The first plot from 2006 to 2007, the number of listings created almost doubled. But the number dropped a little in the year of 2008 and decreased dramatically in the following year - 2009. My guess is that the global financial crisis was the principal culprit.
Let us see the mutiple plots to get more detail information, Propers became growth beginning Nov.2005 until May 2008. Because of financial crisis, from 2008 May to the end of this year, the listing count from almost 2000 amount decreased to 0. The bad economic situation lasted 8 months.After 3 years later, in 2012 the number of created listing going back to the silimar amount before the global financial crisis.And the following 2012 and 2013, the business bloomed really well.Untile data cut date, the amount of listing has exceeded 5500.
From the plot above, we can clearly see almost 50% percentage people borrowing loan from Prospers for Debt Consolidation, the secondary and the third are Not Available and Other.That is a little surprise.25% people don’t like to tell how to use the loan.Home improvement and business also take 0.06% respectively.
The two plot above show the population distribution of borrowers.They clearly tell us the toppest 4 on the list of state with big borrower market are CA,TX,NY,FL with population 14.717k,6842,6720,6729 respectively. Pie chart shows the percentage for those four states in whole market are 13.6%, 6.33%, 6.23% 6.22% respectively. Does loan market rank associate with openning status to investor of each state ?
The Prosper website shows the states are open to the investors. Lightblue color means open state to investor, and the black color means close state t investor. Comparing this map and the previous plot" Distribution of borrowers“, no correlation clearly was found. For example, TX currently doesn’t open to investor, but TX is the second big market in loan market. There would be other reason impact on the loan market. In general,if the people spend more money, they maybe live in the economic developed regions. In order to verify the hypothesis, we can plot out the average GDP for each state in United states from 2011-2014.
The information of GDP for states in U.S.A. from 2011 to 2014 comes from Bureau of Economic. From this plot, the toppest 4 GDP states are CA,TX,NY,FL. All those four states are the top four rank of loan market in Prosper.This plot basically confirm my hypothesis, the people lives in ecomonic developped region try to lend loan from Prosper.
After analyzing each factor(time, usage of category and state) impacts on the loan business in Prosper. Does any interaction of any two factors together influence in business deveploment? First let us check the business development from 2005 to 2014 in each state.

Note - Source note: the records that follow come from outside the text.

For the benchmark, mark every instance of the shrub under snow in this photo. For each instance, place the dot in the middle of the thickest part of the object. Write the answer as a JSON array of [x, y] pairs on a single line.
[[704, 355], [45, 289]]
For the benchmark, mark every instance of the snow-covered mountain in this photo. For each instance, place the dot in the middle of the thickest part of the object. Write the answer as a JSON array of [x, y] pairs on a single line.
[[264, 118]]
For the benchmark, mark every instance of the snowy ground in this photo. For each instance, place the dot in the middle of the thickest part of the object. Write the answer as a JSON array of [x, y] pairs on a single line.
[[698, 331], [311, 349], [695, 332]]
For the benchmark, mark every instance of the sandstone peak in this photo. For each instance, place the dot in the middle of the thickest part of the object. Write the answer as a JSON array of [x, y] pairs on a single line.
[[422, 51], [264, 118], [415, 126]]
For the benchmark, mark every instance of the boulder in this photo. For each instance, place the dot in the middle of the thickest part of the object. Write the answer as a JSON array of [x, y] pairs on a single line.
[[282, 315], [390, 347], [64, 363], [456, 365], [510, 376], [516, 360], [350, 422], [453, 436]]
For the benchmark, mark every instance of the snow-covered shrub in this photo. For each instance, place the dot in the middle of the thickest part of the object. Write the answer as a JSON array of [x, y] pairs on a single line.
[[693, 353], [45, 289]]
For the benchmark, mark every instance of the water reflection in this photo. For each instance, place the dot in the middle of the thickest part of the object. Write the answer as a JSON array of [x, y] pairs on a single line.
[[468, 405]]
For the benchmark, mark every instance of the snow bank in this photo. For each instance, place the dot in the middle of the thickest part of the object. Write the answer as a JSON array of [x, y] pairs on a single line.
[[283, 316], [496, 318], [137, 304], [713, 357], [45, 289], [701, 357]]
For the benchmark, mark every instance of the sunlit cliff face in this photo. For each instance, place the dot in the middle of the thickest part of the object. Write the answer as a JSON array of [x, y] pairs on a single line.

Seeing from the small multiple plots above, the trend of the listings created each year of most states are similar to the overall trend as I explained before. Interestingly, it seems that the borrower markets were shut down completely after 2008 in Iowa, Maine and North Dakota in despite of the growing trend of listings created from 2006 to 2008. Also, the borrower market didn’t start until 2007 in District of Columbia, 2008 in Nevada and Rhode Island and 2009 for South Dakota.
Secondary, did people borrow loan from Prosper for the similar reasons from 2006 to 2014? Did any change though different year? In order to answer this question, let us check the plot below. The category of ‘other’ and ‘Not Avariable’ were excluded from data, because those can’t give us any information for loan usage
The plot above shows the debit consolidation,business, home improvement were the most top 3 reasons for borrowing loan from Prosper during 2007 to 2014. Personal loan was stopped offering at 2008 and student loan was stopped used at 2010. From 2007 to 2011, people borrowed loan for solving big issues in their lifes such as personal loan, student loan, buying car or boat, baby adoption. But after 2011, people borrowing loan for more personal and wider reasons such as cosmetic procedure, engagement ring, green loans, household expenses, large purchases,and etc.
Because Prosper rating which are the credit score from Prosper are only applicable from July 2009 to 2014, we filter out those borrower for following analysis. First, checking basic information such as occupation,employment status,ishomewoner,employment status duration income range for borrowers.
All the data are selected after July 2009, which the date available for ProsperScore. The left top plot above shows almost 80% people are employed. Suprisingly, there are some poeple without employment getting loan from Prosper.The reasons for borrowers would have other financial income or properties. The top right plot tells us over 50% borrowers are home owner.The majority borrowers’ income are in range 25000-100000 $ yearly. We can conclude that if people with income below 25000 yearly are hard to borrow the money from Prosper.
I subset the borrowers with employment status listed as “Employed”, “Full-time”, “Part-time” and “Self-employed” and get the histogram of the length of employment for them. Using year as the unit of time, there’s a very clear descending trend of the number of people who borrow loans with the increase of the length of employment. My guess is the longer one works, the more one earns and therefore more savings. With more saving in the bank, people are less likely to borrow loans.
Excluding the missing value of Prosper rating.Let us see the distribution of prosper score and Loan Original Amount. From the histogram of Prosper Score, we can see most borrower with prosper score from 2.5 to 9 score. The first peak for loan original amount is 4000\(, the second peak is 15000\), the third peak is 10000$.What features will impact on the Prosper Score and loan amount? Let us see the following analysis.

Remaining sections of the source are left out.